I think overall what I’m trying to say is that we’re still learning that relationships are just not as glamorous or spontaneous or romanticized as we like to think they are or should be. That it really takes ordinary people doing ordinary things. It’s mundane and adultish and slightly disappointing. But maybe extraordinary marriages are really just made up of lots of little ordinaries through the years. The little ordinaries that become extra ordinaries.
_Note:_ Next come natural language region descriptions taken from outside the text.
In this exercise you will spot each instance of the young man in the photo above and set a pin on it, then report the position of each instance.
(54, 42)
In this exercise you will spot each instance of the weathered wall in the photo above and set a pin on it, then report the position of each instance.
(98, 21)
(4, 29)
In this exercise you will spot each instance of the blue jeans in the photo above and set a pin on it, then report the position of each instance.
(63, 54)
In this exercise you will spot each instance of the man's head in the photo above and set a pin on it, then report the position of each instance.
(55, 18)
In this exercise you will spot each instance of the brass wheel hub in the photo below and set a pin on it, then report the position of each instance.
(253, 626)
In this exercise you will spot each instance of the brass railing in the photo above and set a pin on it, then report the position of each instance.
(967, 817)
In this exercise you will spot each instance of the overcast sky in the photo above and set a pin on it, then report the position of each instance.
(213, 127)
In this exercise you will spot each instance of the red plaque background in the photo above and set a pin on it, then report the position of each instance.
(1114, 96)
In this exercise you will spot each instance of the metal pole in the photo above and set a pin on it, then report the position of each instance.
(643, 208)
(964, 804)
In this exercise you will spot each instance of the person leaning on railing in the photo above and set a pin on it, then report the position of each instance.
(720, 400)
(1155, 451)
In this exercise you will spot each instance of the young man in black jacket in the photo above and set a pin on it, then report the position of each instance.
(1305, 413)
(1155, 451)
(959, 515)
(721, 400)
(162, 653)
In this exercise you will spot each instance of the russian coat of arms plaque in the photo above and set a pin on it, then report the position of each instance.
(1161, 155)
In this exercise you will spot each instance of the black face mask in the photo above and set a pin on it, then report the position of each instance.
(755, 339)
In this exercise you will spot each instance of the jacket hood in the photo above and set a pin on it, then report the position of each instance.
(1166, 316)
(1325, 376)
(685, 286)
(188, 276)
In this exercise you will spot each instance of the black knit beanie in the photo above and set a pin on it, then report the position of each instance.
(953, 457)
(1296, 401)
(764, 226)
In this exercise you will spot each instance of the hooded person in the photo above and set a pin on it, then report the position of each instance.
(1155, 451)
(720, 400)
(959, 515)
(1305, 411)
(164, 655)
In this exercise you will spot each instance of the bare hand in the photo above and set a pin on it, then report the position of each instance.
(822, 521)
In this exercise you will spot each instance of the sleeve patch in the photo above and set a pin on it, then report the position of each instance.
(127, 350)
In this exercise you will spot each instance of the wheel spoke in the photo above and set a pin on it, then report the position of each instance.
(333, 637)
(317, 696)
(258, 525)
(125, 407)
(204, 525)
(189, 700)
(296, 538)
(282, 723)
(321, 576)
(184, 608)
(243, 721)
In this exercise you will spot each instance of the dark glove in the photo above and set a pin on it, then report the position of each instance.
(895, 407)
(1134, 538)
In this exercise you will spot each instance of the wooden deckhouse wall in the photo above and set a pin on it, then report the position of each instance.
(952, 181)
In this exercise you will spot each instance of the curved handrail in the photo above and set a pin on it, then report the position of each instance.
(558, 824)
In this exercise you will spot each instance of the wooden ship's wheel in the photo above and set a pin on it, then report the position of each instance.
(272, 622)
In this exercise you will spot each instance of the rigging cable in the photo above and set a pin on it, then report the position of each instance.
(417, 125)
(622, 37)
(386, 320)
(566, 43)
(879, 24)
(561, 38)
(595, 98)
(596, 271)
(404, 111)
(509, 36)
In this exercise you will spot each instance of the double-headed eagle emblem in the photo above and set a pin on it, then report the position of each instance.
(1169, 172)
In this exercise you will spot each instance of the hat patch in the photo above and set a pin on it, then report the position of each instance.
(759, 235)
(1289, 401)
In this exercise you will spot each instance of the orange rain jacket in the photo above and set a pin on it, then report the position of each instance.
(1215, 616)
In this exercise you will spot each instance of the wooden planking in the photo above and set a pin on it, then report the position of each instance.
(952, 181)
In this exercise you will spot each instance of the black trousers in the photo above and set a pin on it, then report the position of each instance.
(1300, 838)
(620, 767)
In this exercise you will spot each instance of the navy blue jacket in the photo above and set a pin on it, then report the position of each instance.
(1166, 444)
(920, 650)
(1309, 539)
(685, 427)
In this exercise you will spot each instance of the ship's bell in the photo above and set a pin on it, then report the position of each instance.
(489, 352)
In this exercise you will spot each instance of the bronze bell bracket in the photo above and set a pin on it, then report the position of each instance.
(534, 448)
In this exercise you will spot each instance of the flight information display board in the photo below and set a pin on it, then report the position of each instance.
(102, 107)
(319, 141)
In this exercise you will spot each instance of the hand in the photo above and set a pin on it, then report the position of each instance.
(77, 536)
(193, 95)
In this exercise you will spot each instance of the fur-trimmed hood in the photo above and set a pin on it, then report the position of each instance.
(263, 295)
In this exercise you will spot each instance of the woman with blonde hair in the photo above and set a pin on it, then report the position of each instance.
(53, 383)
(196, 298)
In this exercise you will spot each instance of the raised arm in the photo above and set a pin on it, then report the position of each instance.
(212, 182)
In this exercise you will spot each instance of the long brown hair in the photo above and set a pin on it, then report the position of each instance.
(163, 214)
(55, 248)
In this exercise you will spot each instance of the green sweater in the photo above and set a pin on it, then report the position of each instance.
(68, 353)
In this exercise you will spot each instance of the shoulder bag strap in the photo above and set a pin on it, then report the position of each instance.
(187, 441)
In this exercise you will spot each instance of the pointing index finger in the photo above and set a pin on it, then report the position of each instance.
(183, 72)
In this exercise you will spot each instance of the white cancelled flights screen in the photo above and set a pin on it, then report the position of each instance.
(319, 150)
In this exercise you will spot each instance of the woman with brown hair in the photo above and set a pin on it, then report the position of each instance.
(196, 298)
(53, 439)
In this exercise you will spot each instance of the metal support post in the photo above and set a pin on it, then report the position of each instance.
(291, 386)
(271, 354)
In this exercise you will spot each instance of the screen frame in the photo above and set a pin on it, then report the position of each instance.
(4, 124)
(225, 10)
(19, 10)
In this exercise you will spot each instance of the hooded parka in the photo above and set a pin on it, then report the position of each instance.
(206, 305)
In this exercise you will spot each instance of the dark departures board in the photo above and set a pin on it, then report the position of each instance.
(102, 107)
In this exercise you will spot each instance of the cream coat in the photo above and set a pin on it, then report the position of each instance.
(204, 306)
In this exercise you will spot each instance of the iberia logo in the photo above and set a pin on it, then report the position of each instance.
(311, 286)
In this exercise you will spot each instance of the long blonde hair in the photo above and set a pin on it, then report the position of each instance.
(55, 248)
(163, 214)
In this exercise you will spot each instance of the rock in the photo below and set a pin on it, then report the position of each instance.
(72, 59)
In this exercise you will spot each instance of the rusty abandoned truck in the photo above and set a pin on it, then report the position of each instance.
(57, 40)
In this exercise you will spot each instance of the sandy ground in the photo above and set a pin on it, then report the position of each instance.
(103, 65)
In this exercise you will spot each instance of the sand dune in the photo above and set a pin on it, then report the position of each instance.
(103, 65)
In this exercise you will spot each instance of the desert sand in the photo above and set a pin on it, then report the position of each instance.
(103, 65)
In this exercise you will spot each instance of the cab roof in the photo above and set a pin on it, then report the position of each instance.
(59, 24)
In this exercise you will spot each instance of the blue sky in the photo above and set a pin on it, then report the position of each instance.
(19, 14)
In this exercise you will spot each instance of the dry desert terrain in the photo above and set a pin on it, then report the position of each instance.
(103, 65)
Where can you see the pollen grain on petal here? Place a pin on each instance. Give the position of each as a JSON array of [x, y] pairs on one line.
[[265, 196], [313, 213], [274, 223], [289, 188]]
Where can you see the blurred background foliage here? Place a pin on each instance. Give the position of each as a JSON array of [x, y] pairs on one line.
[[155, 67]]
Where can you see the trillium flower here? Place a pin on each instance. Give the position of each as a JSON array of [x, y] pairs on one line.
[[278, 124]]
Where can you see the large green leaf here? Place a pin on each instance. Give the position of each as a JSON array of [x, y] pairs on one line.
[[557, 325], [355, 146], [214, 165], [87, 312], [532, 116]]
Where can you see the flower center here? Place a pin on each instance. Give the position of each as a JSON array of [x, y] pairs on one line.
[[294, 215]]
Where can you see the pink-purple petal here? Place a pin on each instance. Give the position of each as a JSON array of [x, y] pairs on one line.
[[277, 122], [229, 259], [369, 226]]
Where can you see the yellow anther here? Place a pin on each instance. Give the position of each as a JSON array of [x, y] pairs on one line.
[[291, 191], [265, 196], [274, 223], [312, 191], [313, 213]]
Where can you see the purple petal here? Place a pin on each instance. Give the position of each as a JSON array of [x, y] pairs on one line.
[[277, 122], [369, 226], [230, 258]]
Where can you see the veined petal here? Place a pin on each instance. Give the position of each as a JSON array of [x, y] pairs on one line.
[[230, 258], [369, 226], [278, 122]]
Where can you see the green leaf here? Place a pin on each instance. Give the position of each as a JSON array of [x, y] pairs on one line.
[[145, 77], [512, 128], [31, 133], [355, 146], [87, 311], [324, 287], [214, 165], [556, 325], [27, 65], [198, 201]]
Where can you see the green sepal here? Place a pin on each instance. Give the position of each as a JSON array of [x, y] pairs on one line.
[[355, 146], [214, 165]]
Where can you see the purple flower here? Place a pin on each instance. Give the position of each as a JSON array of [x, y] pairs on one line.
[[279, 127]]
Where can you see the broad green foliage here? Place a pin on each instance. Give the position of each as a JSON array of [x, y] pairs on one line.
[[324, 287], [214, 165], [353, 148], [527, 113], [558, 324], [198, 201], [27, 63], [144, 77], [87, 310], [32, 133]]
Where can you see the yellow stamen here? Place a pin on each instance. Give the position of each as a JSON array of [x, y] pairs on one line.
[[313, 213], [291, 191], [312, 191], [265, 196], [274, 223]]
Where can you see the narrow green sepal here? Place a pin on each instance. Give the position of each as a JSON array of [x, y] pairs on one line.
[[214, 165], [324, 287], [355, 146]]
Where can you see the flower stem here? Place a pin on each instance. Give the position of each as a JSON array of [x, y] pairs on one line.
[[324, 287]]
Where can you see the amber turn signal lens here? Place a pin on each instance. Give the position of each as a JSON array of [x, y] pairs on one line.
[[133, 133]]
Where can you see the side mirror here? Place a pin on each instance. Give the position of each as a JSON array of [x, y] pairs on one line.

6. Time really is a good teacher

Recently a quote was shared with Kyle that says, “in marriage there are good years and bad years. This was a very good year.” As I’ve been thinking about the tension of time, particularly as it collides with marriage, I thought there really wasn’t an easier or better way to state it. Marriage is up and down, back and forth, round and round. It is not so much a steady climb or upward trajectory. After all, nothing in life is always and only moving in one set direction.

Yet I think there is another element to time that comes into play. It’s the reality that, in general, time really does change things. And us. I’ve always found it a bit disheartening when people offer advice and encouragement in the form of “it just takes time.” But I get. Because it’s true. Time does have its own unique way of helping and healing and strengthening. Time takes… time. We cannot speed it up. But on our 6th Anniversary I can say that Kyle and I have already been married for long enough to at least begin seeing that life together is full of reoccurrences. Reoccurrences that allow us to keep revising and keep messing up and then keep trying again.

Whether it’s painting a room, hosting a guest, having a baby, or planning for a birthday party… the more times we do something the easier it typically becomes. The twentieth time may not seem as exhilarating as the first, but it usually seems to feel richer and go smoother. Because time teaches some tricks of the trade. It allows us to see where we can bend and where they might break. It shows us how to come out next time and play better as a team. It reminds us what really matters. It allows us to step back and see how much we’ve grown and how far we’ve come. And then it gives us hope for how far we have yet to go.

Because time really does change things.